Biasanya, orang menempati rumah mereka di daratan, karena kebanyakan rumah dibangun di atas tanah. Namun, beberapa orang tidak mampu membeli atau memiliki rumah, dan akhirnya menjadi gelandangan. Seiring dengan itu, karena kehidupan di permukaan tidak lagi layak, sebagian orang memilih untuk tinggal di bawah tanah bersama dengan sampah atau hewan tikus got. Ini adalah kisah para penghuni yang telah menjalani hidup dibawah tanah selama bertahun-tahun.
Shuzu, Komunitas Tiongkok yang Hidup Dibawah Tanah
Shuzu, atau dikenal pula dengan nama Rat Tribes (suku tikus), adalah penduduk Tiongkok yang hidup di bawah tanah. Jumlah dari Shuzu ini cukup banyak, mencapai lebih dari 1 juta orang, atau sekitar 5 persen dari penduduk Beijing.

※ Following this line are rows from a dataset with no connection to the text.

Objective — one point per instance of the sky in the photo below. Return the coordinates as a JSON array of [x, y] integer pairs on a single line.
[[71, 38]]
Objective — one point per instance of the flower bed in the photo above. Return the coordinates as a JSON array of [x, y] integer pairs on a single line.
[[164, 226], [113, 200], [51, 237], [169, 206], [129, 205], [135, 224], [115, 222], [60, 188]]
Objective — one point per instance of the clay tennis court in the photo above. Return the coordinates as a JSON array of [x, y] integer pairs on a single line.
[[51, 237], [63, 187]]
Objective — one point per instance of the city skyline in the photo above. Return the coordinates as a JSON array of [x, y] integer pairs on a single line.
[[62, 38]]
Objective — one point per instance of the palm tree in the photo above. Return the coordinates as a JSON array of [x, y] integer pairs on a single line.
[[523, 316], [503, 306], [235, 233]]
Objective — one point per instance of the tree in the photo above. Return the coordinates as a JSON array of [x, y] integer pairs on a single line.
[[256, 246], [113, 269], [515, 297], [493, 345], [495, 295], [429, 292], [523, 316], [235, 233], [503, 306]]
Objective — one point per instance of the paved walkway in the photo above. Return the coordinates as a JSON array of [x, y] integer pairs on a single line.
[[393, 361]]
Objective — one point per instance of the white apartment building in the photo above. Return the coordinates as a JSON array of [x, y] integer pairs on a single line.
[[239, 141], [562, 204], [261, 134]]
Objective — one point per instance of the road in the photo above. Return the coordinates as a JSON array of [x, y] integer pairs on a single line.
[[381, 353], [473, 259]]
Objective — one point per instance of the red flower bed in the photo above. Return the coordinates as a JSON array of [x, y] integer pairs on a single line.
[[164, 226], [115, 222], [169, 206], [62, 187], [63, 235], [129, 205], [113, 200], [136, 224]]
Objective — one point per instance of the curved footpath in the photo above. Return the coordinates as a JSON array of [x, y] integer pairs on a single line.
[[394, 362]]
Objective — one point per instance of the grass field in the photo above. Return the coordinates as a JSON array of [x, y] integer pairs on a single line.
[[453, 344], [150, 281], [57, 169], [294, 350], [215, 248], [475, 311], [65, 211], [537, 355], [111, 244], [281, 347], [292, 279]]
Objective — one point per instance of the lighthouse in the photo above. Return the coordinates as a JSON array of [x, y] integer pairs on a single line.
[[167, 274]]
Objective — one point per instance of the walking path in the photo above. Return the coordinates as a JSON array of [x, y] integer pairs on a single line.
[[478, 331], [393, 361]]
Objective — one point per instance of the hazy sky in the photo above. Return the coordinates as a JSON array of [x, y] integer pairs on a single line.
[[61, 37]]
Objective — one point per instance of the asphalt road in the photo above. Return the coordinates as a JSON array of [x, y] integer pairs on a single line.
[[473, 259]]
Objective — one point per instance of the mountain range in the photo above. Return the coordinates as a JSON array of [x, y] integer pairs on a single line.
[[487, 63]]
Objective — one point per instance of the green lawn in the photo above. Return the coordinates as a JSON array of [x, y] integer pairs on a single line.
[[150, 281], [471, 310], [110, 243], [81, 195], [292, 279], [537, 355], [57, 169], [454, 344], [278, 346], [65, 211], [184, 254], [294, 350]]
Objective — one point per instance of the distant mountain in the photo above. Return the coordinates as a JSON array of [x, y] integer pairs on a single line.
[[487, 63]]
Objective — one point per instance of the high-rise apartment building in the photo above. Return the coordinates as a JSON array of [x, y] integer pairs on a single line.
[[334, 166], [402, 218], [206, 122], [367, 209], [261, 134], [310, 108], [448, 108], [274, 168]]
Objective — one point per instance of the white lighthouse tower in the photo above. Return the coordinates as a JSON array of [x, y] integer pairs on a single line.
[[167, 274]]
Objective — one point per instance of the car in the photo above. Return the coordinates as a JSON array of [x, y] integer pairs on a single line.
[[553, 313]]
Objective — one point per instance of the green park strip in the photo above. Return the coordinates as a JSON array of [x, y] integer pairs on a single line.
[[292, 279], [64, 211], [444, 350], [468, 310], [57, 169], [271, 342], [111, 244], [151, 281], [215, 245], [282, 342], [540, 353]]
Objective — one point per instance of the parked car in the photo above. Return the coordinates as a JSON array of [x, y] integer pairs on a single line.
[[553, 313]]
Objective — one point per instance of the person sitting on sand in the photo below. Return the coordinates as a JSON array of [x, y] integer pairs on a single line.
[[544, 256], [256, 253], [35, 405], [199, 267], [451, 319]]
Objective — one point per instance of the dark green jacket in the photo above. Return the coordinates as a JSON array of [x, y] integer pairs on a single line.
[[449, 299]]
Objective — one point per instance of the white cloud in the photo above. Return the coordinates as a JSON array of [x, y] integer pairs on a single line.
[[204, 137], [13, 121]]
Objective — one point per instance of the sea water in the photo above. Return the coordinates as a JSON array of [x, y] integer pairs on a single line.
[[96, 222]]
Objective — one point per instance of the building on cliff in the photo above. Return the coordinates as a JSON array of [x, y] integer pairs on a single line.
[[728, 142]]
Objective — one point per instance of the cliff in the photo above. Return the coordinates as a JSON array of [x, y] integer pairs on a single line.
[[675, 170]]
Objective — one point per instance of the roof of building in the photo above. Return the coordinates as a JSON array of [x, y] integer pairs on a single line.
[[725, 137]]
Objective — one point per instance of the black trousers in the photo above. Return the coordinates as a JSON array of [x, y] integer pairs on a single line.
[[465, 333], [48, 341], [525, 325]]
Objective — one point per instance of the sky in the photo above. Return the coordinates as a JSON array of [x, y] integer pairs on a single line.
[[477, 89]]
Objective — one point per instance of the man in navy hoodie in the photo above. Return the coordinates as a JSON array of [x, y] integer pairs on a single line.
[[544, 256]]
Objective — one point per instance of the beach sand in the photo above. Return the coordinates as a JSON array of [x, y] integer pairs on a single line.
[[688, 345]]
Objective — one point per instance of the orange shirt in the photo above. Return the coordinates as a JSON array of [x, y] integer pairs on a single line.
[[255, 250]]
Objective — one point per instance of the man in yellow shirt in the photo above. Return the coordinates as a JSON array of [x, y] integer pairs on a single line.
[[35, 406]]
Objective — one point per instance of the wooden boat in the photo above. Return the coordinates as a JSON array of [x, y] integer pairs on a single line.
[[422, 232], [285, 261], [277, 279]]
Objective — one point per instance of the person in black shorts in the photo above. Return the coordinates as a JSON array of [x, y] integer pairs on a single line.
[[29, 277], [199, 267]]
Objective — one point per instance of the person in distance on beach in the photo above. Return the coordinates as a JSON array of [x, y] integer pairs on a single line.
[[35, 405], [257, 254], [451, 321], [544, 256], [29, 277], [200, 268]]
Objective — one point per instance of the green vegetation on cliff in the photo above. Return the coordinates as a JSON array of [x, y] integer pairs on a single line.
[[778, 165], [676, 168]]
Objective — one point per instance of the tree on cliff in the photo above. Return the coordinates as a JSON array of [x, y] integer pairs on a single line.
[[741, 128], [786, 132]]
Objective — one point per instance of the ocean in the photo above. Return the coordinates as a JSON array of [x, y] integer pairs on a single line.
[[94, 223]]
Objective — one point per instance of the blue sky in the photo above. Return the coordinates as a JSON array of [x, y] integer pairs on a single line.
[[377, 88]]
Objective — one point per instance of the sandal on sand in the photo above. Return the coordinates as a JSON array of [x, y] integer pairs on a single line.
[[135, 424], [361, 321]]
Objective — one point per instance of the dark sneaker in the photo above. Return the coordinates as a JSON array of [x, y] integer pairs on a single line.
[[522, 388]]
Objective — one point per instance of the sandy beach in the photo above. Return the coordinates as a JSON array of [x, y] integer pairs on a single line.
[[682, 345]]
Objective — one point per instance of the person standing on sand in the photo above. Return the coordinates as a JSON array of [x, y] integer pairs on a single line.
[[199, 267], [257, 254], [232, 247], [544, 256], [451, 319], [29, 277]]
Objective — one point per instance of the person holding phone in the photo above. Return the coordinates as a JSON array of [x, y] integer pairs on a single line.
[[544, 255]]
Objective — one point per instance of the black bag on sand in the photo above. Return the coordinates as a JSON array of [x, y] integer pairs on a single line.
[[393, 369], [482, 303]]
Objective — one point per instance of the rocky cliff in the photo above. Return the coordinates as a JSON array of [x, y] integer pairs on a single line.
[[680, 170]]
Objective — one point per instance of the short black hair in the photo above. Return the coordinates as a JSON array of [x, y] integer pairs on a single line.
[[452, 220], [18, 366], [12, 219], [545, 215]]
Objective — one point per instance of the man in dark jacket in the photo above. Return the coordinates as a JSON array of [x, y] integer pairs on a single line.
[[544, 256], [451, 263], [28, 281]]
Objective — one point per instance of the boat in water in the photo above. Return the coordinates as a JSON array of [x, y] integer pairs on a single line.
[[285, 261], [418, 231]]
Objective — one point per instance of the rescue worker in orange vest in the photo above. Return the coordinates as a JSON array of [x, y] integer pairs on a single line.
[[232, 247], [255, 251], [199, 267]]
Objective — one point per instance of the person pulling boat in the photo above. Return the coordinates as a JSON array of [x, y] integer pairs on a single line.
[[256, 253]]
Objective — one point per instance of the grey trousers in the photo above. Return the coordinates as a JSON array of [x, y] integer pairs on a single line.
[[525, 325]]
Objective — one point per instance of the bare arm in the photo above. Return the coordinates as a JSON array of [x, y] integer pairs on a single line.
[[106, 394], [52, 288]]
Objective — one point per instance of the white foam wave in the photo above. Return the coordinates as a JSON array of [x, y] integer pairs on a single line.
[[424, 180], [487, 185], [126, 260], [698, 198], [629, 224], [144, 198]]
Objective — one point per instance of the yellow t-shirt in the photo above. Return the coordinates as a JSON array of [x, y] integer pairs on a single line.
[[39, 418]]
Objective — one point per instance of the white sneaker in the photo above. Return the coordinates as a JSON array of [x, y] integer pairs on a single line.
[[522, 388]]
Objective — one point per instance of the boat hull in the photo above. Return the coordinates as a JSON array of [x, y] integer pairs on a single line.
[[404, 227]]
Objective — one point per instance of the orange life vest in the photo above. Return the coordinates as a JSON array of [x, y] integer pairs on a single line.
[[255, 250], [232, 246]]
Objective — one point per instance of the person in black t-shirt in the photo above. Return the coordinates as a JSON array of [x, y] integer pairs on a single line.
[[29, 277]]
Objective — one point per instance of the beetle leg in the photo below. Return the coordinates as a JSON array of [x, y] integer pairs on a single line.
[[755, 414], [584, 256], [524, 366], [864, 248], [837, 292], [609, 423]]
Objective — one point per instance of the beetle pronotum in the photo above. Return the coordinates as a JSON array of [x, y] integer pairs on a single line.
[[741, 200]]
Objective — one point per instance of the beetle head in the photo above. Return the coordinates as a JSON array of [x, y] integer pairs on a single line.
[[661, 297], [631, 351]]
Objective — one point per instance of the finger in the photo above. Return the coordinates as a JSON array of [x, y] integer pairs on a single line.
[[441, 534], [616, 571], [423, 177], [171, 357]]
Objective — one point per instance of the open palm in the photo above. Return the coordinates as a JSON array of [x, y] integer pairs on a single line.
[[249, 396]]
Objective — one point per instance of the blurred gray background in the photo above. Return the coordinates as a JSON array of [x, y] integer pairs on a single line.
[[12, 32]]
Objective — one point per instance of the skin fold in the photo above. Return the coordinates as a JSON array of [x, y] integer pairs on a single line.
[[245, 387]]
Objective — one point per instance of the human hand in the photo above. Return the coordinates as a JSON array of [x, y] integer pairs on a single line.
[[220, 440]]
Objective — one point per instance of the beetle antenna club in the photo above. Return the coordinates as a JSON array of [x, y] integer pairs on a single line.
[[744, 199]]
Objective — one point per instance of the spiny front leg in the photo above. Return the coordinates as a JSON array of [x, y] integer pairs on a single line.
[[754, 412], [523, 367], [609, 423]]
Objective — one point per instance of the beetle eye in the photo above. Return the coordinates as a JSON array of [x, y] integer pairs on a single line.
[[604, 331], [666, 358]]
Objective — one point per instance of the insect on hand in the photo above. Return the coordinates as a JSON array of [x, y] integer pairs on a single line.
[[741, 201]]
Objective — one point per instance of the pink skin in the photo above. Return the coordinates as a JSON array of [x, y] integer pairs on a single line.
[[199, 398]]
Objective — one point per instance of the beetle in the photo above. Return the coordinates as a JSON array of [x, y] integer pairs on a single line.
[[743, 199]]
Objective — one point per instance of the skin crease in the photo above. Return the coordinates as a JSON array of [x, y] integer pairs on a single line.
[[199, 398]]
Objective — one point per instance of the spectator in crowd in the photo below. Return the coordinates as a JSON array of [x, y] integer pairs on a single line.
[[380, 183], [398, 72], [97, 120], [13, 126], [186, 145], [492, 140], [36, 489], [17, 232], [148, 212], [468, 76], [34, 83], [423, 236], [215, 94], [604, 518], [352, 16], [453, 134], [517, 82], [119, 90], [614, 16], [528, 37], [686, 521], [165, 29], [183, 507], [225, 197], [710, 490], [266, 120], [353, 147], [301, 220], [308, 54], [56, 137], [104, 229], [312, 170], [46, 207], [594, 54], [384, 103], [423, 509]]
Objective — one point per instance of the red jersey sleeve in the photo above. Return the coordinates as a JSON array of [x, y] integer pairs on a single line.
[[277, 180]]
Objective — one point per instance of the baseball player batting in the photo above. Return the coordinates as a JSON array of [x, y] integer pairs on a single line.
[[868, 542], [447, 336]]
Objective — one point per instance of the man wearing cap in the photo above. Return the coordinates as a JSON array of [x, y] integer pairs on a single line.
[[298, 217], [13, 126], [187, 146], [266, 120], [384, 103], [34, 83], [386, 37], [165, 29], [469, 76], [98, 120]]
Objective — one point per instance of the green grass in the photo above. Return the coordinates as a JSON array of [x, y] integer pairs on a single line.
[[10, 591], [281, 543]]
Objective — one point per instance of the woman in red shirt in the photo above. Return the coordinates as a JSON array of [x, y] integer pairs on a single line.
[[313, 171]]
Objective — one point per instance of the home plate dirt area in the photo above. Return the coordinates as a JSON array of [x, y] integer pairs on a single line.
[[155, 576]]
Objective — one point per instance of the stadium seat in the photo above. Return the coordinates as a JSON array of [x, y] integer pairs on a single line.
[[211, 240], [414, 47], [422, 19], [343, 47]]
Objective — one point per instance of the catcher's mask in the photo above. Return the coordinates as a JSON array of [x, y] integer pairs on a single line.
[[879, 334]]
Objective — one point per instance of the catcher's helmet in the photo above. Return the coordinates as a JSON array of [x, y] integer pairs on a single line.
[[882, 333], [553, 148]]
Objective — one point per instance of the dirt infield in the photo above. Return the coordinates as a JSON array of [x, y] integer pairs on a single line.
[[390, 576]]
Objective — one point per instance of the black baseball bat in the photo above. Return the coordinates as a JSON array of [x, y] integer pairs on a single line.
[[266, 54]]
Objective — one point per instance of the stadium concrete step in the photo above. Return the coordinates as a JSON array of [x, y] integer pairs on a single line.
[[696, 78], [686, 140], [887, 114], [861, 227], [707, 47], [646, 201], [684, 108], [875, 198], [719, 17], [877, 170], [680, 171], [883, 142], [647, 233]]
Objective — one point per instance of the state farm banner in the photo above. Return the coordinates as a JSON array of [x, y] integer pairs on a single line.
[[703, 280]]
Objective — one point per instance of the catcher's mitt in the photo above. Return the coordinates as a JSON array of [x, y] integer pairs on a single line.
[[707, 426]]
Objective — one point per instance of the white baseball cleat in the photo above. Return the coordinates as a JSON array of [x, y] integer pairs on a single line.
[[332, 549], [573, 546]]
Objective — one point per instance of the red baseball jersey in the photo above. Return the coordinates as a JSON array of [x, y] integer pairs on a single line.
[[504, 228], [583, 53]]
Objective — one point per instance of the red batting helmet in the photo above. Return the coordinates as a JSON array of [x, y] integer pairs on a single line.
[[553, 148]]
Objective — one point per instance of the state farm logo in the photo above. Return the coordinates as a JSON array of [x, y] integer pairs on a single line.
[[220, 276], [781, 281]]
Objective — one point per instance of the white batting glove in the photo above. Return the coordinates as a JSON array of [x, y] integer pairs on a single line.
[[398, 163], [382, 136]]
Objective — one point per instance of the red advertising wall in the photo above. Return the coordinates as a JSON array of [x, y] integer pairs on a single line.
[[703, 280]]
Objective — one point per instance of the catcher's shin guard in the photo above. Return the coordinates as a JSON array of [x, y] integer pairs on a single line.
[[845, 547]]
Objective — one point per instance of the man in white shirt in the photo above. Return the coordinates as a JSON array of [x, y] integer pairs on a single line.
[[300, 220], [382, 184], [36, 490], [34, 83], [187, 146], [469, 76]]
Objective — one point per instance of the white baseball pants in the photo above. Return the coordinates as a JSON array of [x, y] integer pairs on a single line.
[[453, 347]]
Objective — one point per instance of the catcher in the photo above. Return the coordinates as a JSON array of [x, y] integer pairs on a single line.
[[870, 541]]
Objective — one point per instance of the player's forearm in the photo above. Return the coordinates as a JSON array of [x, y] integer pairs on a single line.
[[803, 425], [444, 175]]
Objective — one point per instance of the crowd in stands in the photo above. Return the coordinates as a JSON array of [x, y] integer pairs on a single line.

Kebanyakan dari mereka adalah anak muda yang meninggalkan kampung halamannya untuk bekerja di Beijing. Ruang bawah tanah ini awalnya digali sebagai tempat berlindung dari serangan udara pada zaman perang Sino-Soviet pada tahun 1969 atas perintah Mao Tse-tung.
Setelah Mao wafat, ruang bawah tanah ini kemudian dikomersilkan oleh pemerintah, dan dari situlah mulai banyak yang menyewa tempat bawah tanah ini. Banyak anak muda yang menyewa ‘kamar’ bawah tanah ini, karena mereka tak mampu untuk menyewa apartemen biasa yang luar biasa majal, atau hanya untuk sekadar menabung uang untuk masa depan mereka, dibandingkan habis hanya untuk sewa apartemen. Mereka bisa menyewa kamar bawah tanah ini dengan harga lebih murah 50 persen dari apartemen biasa yang berada di atas tanah.
Anak-anak muda yang berada di bawah tanah ini kerap mendapatkan diskriminasi dikarenakan kondisi kehidupan mereka. Mereka bahkan tak memberitahu keluarga mereka jika mereka hidup di bawah tanah. Terkadang pula yang menyewakan ruang bawah tanah itu melarang para penyewa untuk menjemur kasur mereka di luar.
Takut Diburu dan Dibunuh, Gelandangan Kolombia Hidup Dibawah Tanah
Selama tahun 1990-an, gelandangan di Kolombia sering kali menjadi target pengejaran dan pembunuhan. Untuk menghindari bahaya tersebut, banyak gelandangan memilih untuk tinggal di bawah tanah atau di saluran pembuangan bersama dengan tikus dan sampah agar tidak mudah ditemukan oleh para pemburu.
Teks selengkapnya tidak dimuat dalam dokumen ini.